Suppose that I have a fair n-sided die, and I want to roll it until I get all n outcomes. This is probably going to take more than n rolls, because I’m probably going to get some repeats. For instance, if n = 10, it’ll take, on average, over 29 rolls in order to get all of them.
But this means that there will probably be a significant span of rolls where I’ve gotten nine out of my ten outcomes, and am diligently pounding away at that last one. And even once I do get it, I’ll have only gotten that one once, while my other rolls will average around three times each. So it’s going to seem to me like that last outcome, whatever it is, is really rare, while the others will seem fairly common.
It’s only an illusion, of course, and it varies from person to person. Like, I might say to someone attempting the same task “Man, trying to get a three takes forever, doesn’t it!?”, to which they might reply “What do you mean? I’m always getting threes. It’s sevens that are the rare one.”. In reality, of course, neither is actually rare: All rolls are always equally likely.
You know that all results are equally likely but are mixing up experience of past rolls (which have no effect on the future odds) with the “rarity” of waiting to get your last number. By definition, every time you miss you will have loaded up on those you already have making them seem “common” and your missing number “rare”.
I think it’s more of just realizing p(x)>0 means that there is possibility that the event will occur. For example rolling doubles is 1/6 so rolling doubles 10 times is less than 1.7 x 10^-8 but this means it can occur. So when it does and gets noticed as unusual (rightfully and wrongfully) I would classify it as confirmation bias.

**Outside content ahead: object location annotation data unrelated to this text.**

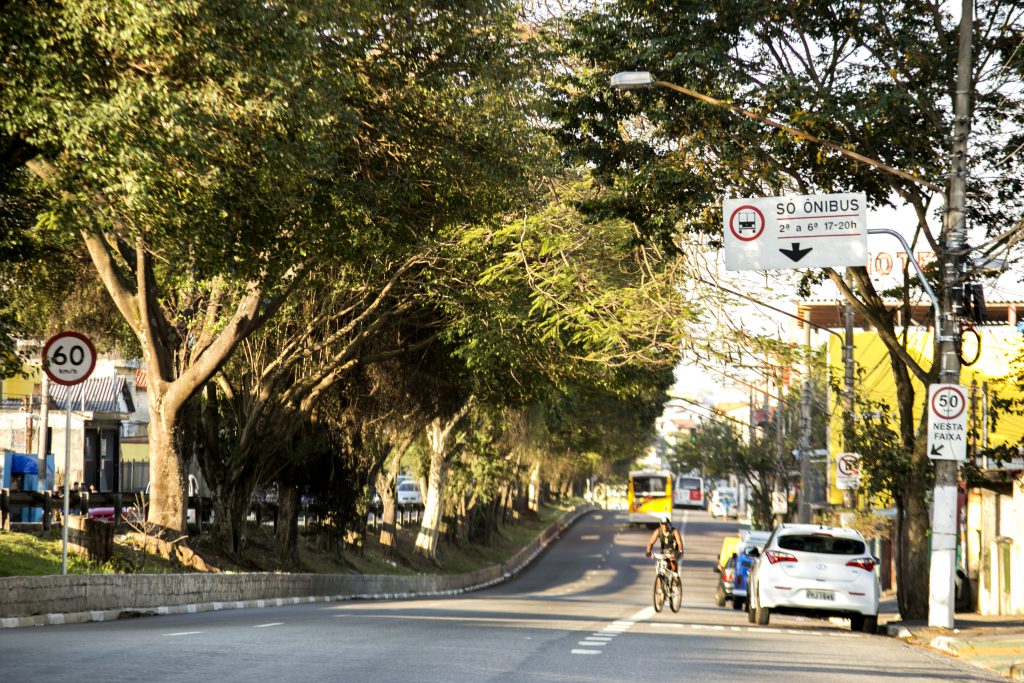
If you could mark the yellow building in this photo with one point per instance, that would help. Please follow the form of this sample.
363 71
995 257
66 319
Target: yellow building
992 523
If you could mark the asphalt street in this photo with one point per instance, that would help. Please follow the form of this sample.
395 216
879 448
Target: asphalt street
581 613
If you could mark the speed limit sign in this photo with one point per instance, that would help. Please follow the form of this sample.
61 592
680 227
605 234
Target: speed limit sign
947 422
69 357
848 471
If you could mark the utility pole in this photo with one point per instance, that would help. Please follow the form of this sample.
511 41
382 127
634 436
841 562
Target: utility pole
780 477
850 495
805 430
943 562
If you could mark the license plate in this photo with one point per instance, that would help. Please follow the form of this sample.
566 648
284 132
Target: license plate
820 595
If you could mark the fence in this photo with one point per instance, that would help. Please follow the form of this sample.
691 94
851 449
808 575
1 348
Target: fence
134 475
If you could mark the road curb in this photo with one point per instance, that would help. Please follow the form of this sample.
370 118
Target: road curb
516 564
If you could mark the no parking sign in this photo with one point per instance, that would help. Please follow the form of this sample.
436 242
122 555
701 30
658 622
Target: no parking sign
848 471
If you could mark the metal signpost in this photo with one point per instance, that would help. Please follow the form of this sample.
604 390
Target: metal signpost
848 471
69 358
803 231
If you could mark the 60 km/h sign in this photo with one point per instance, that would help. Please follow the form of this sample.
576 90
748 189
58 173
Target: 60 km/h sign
803 231
69 358
947 422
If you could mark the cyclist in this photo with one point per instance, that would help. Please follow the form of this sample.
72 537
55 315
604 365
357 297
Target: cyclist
672 543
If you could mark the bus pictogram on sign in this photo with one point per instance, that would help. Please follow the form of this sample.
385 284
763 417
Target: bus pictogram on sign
747 222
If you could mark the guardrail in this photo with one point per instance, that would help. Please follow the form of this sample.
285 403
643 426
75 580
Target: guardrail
78 598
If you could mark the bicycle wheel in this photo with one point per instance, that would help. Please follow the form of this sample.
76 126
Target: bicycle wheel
675 593
658 593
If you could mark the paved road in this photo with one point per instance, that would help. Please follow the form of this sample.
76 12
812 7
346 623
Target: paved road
582 613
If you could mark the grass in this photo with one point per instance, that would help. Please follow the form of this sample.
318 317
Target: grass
31 554
39 555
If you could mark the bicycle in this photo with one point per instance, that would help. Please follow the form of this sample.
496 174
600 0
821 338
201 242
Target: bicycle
668 585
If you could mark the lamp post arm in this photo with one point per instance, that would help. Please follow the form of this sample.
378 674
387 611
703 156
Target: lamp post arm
936 305
802 134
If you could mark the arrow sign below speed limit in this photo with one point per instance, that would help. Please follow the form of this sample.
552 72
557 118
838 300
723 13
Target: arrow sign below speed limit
947 422
69 357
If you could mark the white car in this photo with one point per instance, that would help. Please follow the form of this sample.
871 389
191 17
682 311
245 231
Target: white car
409 494
816 570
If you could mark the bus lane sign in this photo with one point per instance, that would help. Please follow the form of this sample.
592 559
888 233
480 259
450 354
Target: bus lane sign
947 422
800 231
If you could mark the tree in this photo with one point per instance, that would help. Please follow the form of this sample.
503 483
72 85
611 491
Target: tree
210 156
878 78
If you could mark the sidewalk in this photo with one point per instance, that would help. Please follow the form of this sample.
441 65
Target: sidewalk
992 642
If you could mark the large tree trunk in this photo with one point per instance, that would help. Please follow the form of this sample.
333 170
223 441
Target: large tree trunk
288 523
426 541
385 487
167 471
438 433
535 498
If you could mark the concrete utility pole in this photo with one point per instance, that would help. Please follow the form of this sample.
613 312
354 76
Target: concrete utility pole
805 431
943 562
850 495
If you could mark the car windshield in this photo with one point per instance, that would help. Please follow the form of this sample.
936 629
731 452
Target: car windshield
648 485
821 543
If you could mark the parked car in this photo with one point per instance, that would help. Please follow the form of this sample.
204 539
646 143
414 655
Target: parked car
815 570
723 504
728 549
752 543
725 587
409 494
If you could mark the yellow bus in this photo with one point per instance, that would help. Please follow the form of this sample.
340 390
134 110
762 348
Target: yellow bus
649 496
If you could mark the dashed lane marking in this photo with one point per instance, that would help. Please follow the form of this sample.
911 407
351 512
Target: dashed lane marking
755 629
601 638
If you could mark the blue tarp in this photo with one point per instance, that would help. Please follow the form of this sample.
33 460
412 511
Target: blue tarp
24 465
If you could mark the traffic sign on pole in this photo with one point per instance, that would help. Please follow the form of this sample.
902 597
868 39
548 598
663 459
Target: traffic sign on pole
803 231
947 422
848 471
69 357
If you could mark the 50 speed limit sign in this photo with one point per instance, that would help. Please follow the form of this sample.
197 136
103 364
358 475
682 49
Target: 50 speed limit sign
69 357
848 471
947 422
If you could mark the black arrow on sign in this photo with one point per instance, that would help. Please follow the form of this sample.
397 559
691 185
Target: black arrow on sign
795 252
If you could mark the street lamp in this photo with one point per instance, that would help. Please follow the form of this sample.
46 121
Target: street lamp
632 80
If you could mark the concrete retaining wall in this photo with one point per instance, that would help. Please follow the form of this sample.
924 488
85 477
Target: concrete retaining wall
57 599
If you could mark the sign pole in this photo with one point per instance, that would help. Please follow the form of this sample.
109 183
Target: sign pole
64 526
942 570
69 358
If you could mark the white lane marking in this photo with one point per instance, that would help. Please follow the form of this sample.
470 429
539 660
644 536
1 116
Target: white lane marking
755 629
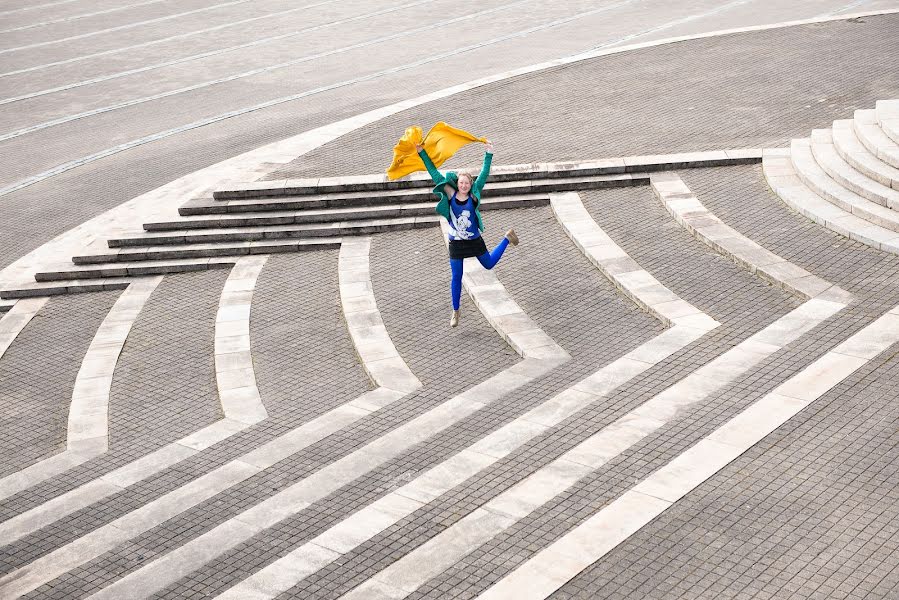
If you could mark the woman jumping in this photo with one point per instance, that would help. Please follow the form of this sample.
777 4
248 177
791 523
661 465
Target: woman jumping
459 201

Isn’t the Gambler’s fallacy the opposite of the OPs illusion. The gambler actually acknowledges all outcomes should be equally likely, but mistakenly thinks that previous events should influence future events, so that the “hard to get” number should now crop up more often to balance things.
The OP on the other hand describes a different, but equally problematic result of trying to do intuitive statistics, trying to establish the probabilities in an event with a stopping condition that inherently makes the results biased.

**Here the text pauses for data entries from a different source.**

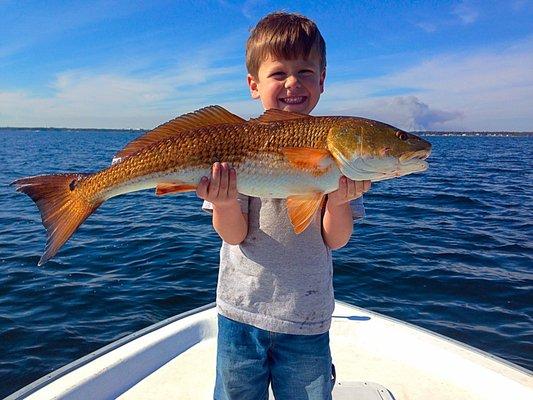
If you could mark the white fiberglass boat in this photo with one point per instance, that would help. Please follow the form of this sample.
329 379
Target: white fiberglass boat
376 357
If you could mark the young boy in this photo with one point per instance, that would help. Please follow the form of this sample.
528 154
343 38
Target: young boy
275 291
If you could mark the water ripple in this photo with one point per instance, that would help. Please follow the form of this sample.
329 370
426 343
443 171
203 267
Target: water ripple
450 250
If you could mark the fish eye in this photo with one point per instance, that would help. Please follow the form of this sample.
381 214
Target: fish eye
402 135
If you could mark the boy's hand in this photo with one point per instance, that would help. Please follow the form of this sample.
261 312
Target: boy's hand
221 189
348 190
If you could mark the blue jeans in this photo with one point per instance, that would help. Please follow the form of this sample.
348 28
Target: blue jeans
249 358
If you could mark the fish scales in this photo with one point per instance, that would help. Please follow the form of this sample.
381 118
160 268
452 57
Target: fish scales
280 154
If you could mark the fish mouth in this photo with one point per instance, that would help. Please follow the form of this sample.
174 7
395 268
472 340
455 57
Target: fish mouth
293 100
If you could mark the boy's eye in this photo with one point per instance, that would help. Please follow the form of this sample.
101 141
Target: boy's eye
278 74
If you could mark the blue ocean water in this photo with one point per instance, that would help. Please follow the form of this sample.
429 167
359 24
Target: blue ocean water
450 250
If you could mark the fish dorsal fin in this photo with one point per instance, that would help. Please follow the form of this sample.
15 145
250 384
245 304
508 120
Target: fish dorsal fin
302 209
212 115
273 115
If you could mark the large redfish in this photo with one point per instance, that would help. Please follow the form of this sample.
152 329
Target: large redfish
278 155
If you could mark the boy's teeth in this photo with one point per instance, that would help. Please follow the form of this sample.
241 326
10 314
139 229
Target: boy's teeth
293 100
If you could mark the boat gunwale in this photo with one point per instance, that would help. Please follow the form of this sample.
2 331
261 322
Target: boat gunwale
62 371
458 343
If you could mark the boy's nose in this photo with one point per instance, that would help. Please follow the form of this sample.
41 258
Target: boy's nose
291 82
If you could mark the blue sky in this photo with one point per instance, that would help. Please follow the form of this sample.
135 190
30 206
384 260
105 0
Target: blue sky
434 65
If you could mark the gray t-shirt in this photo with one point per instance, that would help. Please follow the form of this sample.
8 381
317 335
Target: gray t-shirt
277 280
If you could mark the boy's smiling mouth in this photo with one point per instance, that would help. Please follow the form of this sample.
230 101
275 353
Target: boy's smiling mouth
293 100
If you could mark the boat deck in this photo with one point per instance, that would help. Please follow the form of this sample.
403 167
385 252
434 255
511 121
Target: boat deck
176 359
365 348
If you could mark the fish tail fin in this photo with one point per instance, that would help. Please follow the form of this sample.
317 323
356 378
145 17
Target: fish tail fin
62 208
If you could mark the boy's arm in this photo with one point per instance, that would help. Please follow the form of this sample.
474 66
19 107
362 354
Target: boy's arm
337 223
229 221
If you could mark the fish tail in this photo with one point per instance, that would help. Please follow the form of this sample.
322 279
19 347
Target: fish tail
62 207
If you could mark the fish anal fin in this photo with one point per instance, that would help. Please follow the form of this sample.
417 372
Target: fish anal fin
212 115
302 209
171 188
307 158
273 115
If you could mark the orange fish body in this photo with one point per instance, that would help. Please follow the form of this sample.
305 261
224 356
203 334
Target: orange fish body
278 155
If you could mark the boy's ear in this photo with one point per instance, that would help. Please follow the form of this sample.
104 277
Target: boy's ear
252 84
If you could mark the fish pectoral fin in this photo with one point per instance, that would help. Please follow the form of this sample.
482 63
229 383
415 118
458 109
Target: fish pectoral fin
207 116
302 209
170 188
307 157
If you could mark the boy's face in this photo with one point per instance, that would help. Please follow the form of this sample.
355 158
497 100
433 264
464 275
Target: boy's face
289 85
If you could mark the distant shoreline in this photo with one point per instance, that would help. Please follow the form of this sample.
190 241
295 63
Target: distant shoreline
422 133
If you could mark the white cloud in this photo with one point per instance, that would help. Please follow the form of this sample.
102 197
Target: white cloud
483 90
85 99
489 90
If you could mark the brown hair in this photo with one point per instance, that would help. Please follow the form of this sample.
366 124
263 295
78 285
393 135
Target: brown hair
283 35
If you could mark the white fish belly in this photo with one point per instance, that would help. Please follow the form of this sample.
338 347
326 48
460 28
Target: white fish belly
256 179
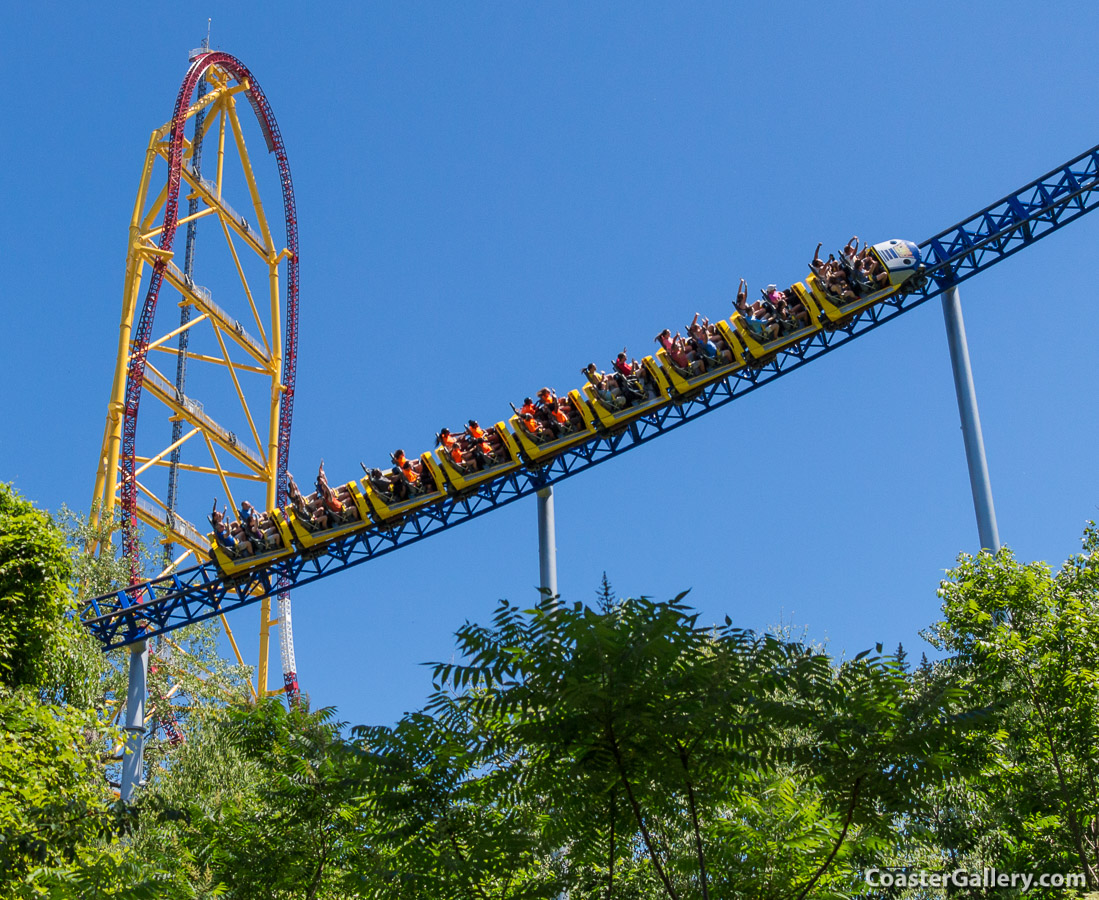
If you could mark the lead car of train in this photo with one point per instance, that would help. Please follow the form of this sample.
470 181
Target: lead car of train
601 407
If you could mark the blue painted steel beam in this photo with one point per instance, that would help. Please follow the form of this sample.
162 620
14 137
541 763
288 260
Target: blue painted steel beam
961 252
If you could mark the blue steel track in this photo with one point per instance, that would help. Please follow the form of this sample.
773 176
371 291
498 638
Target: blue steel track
951 257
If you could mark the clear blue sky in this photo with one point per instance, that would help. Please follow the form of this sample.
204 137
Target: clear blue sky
535 186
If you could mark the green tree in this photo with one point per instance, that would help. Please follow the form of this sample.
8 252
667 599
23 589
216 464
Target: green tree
1024 639
718 762
34 590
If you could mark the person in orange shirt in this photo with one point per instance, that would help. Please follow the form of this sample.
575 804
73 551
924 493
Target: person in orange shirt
479 446
453 448
552 413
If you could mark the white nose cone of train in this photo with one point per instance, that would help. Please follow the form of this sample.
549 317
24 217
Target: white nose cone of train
901 259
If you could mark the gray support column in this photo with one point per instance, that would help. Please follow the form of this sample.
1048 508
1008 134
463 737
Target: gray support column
133 768
970 422
547 543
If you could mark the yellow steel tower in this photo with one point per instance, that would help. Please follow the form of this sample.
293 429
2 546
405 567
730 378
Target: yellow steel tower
223 340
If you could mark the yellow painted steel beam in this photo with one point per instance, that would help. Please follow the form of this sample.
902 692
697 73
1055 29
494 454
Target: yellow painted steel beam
240 393
240 335
165 391
165 452
257 203
213 200
190 324
221 475
200 214
198 547
244 284
203 469
214 359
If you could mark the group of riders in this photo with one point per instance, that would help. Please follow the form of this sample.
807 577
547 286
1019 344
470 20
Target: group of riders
855 274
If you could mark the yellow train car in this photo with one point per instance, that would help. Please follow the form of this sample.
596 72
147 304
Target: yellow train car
764 351
276 531
685 387
836 314
614 419
899 258
354 506
584 428
385 511
504 442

If there are situations where this activity occurs, there may be a name for it. Is there any activity other than idle dice tossing and bad statistics where you’d try throwing a die until you get all possible results?
I was interested in the relationship between n and E(n), the expected requirement. It’s easy to find a recurrence relation (e.g., E(10) = 7381/252 = 29.28968…) but I didn’t find a closed form. The sequence 2!E(2), 3!E(3), 4!E(4) is not in Sloane’s on-line Encyclopedia.

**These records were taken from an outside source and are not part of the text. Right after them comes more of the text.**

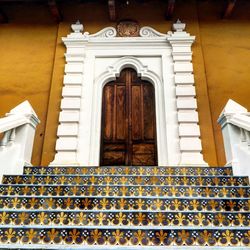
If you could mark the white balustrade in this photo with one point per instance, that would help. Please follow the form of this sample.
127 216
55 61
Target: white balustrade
16 144
235 124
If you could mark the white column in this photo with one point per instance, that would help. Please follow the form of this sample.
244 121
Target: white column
17 145
189 130
69 118
235 125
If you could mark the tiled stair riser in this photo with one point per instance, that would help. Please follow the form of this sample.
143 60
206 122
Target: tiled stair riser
124 207
122 190
127 180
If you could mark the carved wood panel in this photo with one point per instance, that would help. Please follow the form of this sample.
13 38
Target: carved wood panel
128 122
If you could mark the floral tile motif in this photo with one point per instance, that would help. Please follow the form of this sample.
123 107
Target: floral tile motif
124 206
140 237
127 180
131 170
121 191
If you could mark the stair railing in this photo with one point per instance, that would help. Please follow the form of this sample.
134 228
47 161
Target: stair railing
235 124
16 143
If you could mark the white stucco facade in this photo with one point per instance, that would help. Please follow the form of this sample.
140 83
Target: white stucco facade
163 59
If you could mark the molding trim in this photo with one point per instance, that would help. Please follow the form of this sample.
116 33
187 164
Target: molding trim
163 59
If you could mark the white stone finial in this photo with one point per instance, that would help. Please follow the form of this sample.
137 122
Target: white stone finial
77 27
23 108
233 107
179 26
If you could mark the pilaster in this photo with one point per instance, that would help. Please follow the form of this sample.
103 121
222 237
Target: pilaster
189 130
69 118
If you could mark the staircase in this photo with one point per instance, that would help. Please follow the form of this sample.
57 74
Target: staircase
124 208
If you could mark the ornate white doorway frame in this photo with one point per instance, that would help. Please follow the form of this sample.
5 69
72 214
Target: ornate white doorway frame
162 59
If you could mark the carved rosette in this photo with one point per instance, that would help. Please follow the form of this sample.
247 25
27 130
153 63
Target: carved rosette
128 28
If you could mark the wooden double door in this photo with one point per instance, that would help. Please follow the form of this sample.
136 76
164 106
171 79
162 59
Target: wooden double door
128 122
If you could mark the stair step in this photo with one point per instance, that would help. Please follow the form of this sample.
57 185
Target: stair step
124 218
115 190
128 203
166 236
131 170
129 180
125 208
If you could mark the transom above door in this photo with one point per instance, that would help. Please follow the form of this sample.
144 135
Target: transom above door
128 122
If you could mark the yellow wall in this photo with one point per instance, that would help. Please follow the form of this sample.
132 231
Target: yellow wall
32 60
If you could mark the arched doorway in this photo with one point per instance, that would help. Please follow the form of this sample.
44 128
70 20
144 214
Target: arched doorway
128 134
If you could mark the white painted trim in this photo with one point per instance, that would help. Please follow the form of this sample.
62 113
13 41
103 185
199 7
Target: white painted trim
93 60
235 125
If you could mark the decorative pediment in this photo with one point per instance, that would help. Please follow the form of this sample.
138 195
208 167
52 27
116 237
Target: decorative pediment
125 30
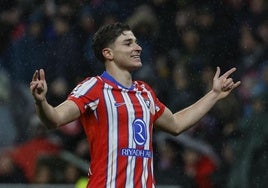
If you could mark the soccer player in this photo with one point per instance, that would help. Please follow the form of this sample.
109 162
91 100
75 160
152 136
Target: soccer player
118 114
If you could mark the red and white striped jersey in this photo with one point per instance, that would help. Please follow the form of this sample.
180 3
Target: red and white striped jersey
118 122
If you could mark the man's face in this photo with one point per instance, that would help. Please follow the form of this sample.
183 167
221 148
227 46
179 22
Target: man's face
126 51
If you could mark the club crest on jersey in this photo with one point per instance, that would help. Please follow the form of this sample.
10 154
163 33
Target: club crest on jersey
149 105
139 132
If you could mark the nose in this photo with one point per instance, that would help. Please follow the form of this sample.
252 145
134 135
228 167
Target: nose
138 47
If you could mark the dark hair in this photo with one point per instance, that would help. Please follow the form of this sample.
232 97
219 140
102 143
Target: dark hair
105 36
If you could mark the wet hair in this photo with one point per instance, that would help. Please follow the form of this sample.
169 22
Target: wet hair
105 36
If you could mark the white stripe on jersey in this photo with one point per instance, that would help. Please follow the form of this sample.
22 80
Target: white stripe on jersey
83 88
112 134
146 115
131 144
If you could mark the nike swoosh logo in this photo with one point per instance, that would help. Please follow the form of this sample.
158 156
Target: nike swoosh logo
117 104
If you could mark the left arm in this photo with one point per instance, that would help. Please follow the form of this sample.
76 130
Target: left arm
186 118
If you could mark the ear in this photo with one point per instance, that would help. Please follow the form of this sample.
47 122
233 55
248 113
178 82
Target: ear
107 53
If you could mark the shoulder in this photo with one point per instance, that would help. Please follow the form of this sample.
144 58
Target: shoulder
142 85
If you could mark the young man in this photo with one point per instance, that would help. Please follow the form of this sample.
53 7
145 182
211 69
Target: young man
118 114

Asymptotically, I think E ~= n*ln(n). Surely this problem is well known?
This is correct. It comes from the harmonic series: The general form is E(n) = Sum(i=1…n) n/i. This is because on your first roll, you’re guaranteed to get a new result: Your expected number of rolls to get a new result is 1 (or n/n). Once you’ve gotten a single result, the probability of getting another new one is (n-1)/n, and so your expected number of rolls to get your second unique result is n/(n-1). For your third one, the probability of a new result is (n-2)/n for an expectation of n/(n-2) rolls, and so on, until when you only have one left, your chance of success on each roll is 1/n, and so your expected number of rolls to get that last one is n.
And the specific case that prompted my interest was a set of achievements in a computer game. For instance, in one spot, there’s (sometimes) a device that shows up in the game that can give one of ten possible outcomes, and there’s an achievement for having encountered all ten (since this device often doesn’t show up at all, and is in a very large area that takes a long time to search, this is a tedious slog). And there’s also one for finding all of a set of randomly-occurring enemies (though this one isn’t quite the same situation, since some of those enemies really are rarer than others, but the effect would still show up).
Surely it is! Chronos gave a perfect explanation of why E(n) is precisely n * the nth harmonic number, but in case you care to read up more, this generally goes by the name “coupon-collector problem”.